これらの条件を満たすことで、CRMは管理ツールではなく、業務基盤として定着していきます。
アイプランナーの考え方
アイプランナーは、CRMが使われていないからといって、すぐに新しいCRMへの乗り換えを勧める立場ではありません。
まず確認すべきなのは、現在のCRMがなぜ使われていないのかです。
- 入力項目が多すぎるのか
- 現場にメリットがないのか
- Excelとの二重管理になっているのか
- 営業会議で使われていないのか
- 入力ルールが曖昧なのか
- レポートが役に立っていないのか
- 運用責任者がいないのか
これらを整理すれば、既存CRMを再生できる可能性があります。
一方で、現在のCRMが自社業務に合っていない、費用対効果が合わない、ベンダーロックインが強い、将来の拡張が難しいといった場合には、別のCRMへの移行も選択肢になります。
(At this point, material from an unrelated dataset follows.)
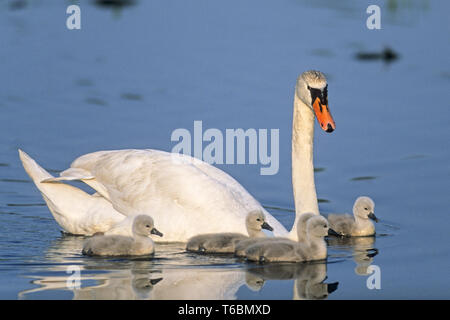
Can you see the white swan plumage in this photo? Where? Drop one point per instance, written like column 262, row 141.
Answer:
column 185, row 195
アイプランナーでは、VtigerCRMをはじめとするCRM導入・運用支援の知見をもとに、既存CRMの再設計、運用改善、Excel管理からの移行、OSS CRMへの見直しなどを支援しています。
重要なのは、CRMを入れ替えることではありません。
現場が使い、経営に役立つCRMにすることです。
まとめ:CRMは再生できる
CRMを導入したのに現場が使っていない。
この状態は、珍しいことではありません。
しかし、CRMが使われていないからといって、すぐに失敗と判断する必要はありません。
多くの場合、原因はCRMそのものではなく、設計や運用にあります。
- 入力項目が多すぎる
- 現場にメリットがない
- Excelとの二重管理になっている
- 会議で使われていない
- 入力ルールが曖昧
- レポートが役に立っていない
- 導入後に改善していない
これらを見直せば、CRMは再生できる可能性があります。
CRMは、導入して終わりのシステムではありません。
現場の業務に合わせて、育てていく業務基盤です。
大切なのは、現場を責めることではありません。
なぜ使われていないのか。
何を減らせば使いやすくなるのか。
どの情報が本当に必要なのか。
どうすれば現場の仕事に役立つのか。
どうすれば経営判断に使えるのか。
この問いから始めることです。
使われないCRMを放置すれば、費用だけが発生します。
しかし、適切に見直せば、CRMは再び会社の営業活動や顧客対応を支える仕組みになります。
中小企業に必要なのは、高機能なCRMではありません。
現場が使い続けられるCRMです。